In recent years the field of empirical finance has faced challenges from papers arguing that there is a replication crisis because the majority of studies cannot be replicated and/or their findings are the result of multiple testing of too many factors. For example, Paul Calluzzo, Fabio Moneta, and Selim Topaloglu, authors of the 2015 study “When Anomalies Are Publicized Broadly, Do Institutions Trade Accordingly?” and David McLean and Jeffrey Pontiff, authors of the 2016 study “Does Academic Research Destroy Stock Return Predictability?” found that post-publication premiums decayed about one-third on average as institutional investors (particularly hedge funds) traded to exploit the anomalies.

The finding that factor premium returns could not be replicated should not be interpreted to mean there is a crisis in empirical finance. In fact, they should be entirely expected because institutional trading and anomaly publication are integral to the arbitrage process, which helps bring prices to a more efficient level. Such findings simply demonstrate the important role that both academic research and hedge funds (by way of their role as arbitrageurs) play in making markets more efficient. In other words, lower post-publication premiums do not mean there is a crisis; instead, it shows markets are working efficiently, as expected. 

Even risk-based premiums that meet the criteria Andrew Berkin and I established in “Your Complete Guide to Factor-Based Investing”—the premium should be persistent, pervasive, robust, investable, and have logical explanations for why it should be expected to persist—can shrink due to increased cash flows. One would still assume that the premiums should not disappear in their entirety. On the other hand, if anomalies are the result of behavioral errors—or even investor preferences—and publication draws the attention of sophisticated investors, it is possible that post-publication, arbitrage would cause the premiums to disappear. Investors seeking to capture the identified premiums could quickly move prices in a manner that reduces the return spread between assets with high and low factor exposure. However, limits to arbitrage (such as aversion to shorting and its high cost, e.g., GameStop) can prevent arbitrageurs from correcting pricing mistakes. And the research, including the McLean and Pontiff study, shows that this tends to be the case when mispricing exists in less-liquid stocks, where trading costs are high.

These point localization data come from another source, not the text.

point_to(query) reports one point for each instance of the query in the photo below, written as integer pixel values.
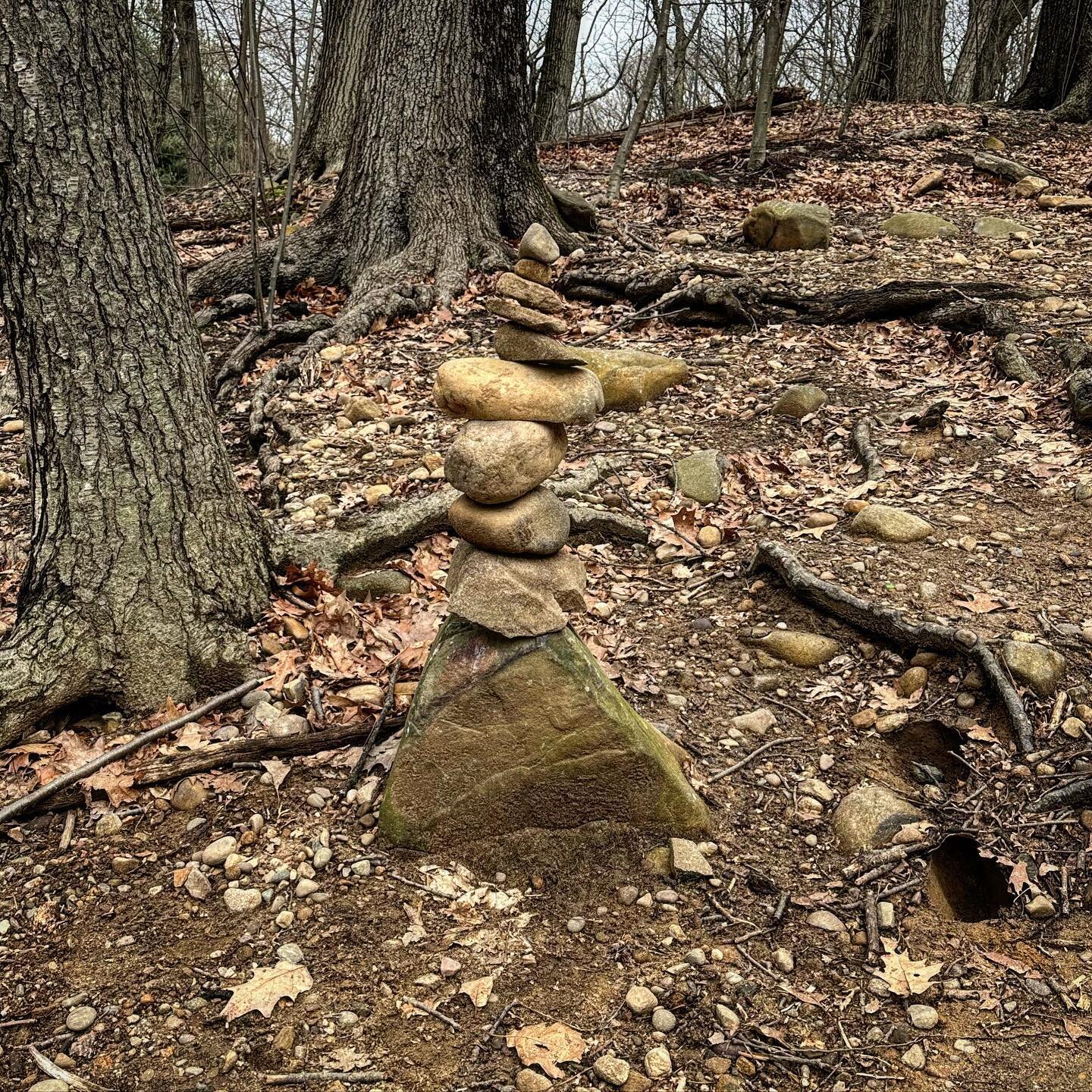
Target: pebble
(81, 1018)
(923, 1017)
(663, 1020)
(657, 1062)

Other criticisms have been made related to the zoo of factors, with literally hundreds reported to have been uncovered in the literature, many of which could have been the result of data mining exercises. With that said, the vast majority of those factors can be combined into a small number of composite factors. For example, the value factor consists of variables that measure price relative to such fundamentals metrics as book value, earnings, cash flow, and sales. And these ratios can even be adjusted for distress risk. The quality factor is a combination of fundamentals such as profitability, earnings quality, financial and operating leverage, and the degree of idiosyncratic risk. And there are many variations on momentum, including price momentum, analyst revisions, and fundamental momentum. For those interested, the research team at Robeco provided their view on navigating the factor zoo.

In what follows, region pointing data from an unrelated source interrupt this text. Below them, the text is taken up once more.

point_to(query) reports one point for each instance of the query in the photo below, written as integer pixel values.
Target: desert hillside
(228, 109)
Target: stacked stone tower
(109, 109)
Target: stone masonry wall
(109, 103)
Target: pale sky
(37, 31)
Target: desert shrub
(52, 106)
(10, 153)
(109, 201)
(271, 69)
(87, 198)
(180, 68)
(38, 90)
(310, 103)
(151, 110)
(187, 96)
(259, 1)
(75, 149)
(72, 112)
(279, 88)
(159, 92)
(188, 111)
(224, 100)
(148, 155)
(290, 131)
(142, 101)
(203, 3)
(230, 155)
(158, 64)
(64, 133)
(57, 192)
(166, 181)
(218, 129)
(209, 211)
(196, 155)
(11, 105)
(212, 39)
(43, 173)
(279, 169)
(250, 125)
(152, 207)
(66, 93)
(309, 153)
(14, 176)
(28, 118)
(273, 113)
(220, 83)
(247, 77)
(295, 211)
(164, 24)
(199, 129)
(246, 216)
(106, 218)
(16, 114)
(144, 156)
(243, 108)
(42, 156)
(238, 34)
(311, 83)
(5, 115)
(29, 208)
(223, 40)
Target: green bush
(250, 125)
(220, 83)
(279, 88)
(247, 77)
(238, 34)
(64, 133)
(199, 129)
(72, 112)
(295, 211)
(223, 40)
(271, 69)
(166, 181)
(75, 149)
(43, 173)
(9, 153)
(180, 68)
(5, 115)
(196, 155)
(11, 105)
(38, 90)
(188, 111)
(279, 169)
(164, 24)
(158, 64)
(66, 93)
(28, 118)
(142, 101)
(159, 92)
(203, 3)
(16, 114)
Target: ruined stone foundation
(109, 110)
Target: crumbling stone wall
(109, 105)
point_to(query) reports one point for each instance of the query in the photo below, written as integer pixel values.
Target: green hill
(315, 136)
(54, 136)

Theis Jensen, Bryan Kelly, and Lasse Pedersen make a major contribution to the factor literature with their March 2021 paper, “Is There a Replication Crisis in Finance?” They examined the validity of claims that findings had either:

“1.  No internal validity. Most studies cannot be replicated with the same data (e.g., because of coding errors or faulty statistics) or are not robust in the sense that the main results cannot be replicated using slightly different methodologies and/or slightly different data.  2.  No external validity. Most studies may be robustly replicated but are spurious and driven by ‘p-hacking,’ that is, finding significant results by testing multiple hypotheses without controlling the false discovery rate. Such spurious results are not expected to replicate in other samples or time periods, in part because the sheer number of factors is simply too large, and too fast growing, to be believable.”

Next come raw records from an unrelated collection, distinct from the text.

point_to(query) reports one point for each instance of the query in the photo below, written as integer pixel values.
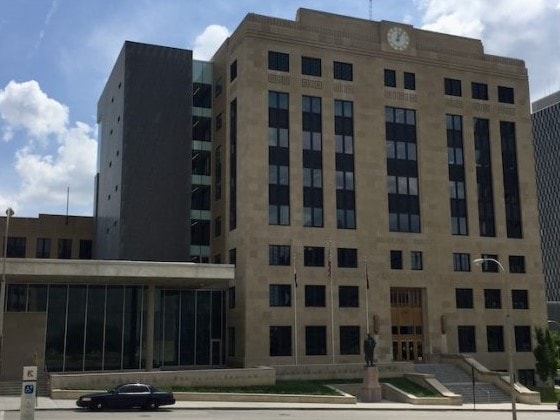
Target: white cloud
(524, 29)
(25, 106)
(51, 155)
(206, 44)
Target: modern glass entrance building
(103, 327)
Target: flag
(367, 278)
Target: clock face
(398, 38)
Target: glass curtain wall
(189, 326)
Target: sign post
(28, 393)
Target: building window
(315, 296)
(231, 297)
(315, 340)
(512, 197)
(479, 91)
(86, 246)
(516, 264)
(486, 220)
(390, 78)
(314, 256)
(492, 299)
(452, 87)
(347, 257)
(348, 296)
(280, 295)
(495, 338)
(278, 158)
(489, 266)
(43, 248)
(409, 81)
(280, 341)
(461, 261)
(344, 164)
(312, 161)
(466, 338)
(402, 170)
(219, 122)
(505, 95)
(231, 341)
(278, 61)
(279, 255)
(416, 260)
(64, 248)
(311, 66)
(16, 247)
(456, 170)
(349, 339)
(396, 260)
(520, 299)
(464, 298)
(342, 71)
(233, 71)
(523, 338)
(217, 227)
(218, 173)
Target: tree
(545, 354)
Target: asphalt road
(170, 414)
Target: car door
(124, 397)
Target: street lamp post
(509, 333)
(9, 213)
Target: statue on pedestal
(369, 349)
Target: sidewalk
(44, 403)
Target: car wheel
(152, 405)
(98, 405)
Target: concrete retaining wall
(209, 377)
(340, 371)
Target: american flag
(367, 278)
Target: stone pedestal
(371, 390)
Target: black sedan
(127, 396)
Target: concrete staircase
(460, 383)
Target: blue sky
(55, 56)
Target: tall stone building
(355, 172)
(350, 147)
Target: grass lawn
(410, 387)
(548, 394)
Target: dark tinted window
(452, 87)
(464, 298)
(505, 95)
(343, 71)
(390, 78)
(479, 91)
(311, 66)
(278, 61)
(409, 81)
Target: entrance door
(406, 323)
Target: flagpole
(367, 299)
(332, 300)
(295, 309)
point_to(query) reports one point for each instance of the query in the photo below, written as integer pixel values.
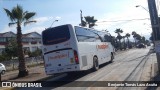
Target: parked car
(2, 68)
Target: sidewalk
(155, 74)
(35, 74)
(38, 73)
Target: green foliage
(35, 53)
(90, 21)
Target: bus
(69, 48)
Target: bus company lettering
(58, 56)
(103, 46)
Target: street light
(144, 24)
(53, 22)
(142, 7)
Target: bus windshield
(55, 35)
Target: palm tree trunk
(22, 66)
(135, 42)
(128, 42)
(120, 44)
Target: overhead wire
(123, 20)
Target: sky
(109, 13)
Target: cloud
(7, 29)
(42, 20)
(127, 13)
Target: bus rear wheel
(95, 64)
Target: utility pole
(81, 17)
(155, 28)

They analyzed replicability of the main finance factors using a Bayesian model (Bayesian modeling is effective for making reliable inferences in the face of multiple testing) and a global data set of 153 factors across 93 countries. For each characteristic, they built the one-month holding period factor return within each country as follows: First, in each country and month, they sorted stocks into characteristic terciles (top/middle/bottom third) with breakpoints based on non-microstocks in that country. For each tercile, they computed its “capped value weight” return, meaning they weighted stocks by their market equity winsorized at the NYSE 80th percentile. This construction ensured that tiny stocks had tiny weights and any one mega-stock did not dominate a portfolio, seeking to create tradable, yet balanced, portfolios. The factor was then defined as the high-tercile return minus the low-tercile return, corresponding to the excess return of a long-short zero-net-investment strategy.

They also proposed:

“a factor taxonomy that algorithmically classifies factors into 13 themes possessing a high degree of within-theme return correlation and economic concept similarity, and low across-theme correlation.”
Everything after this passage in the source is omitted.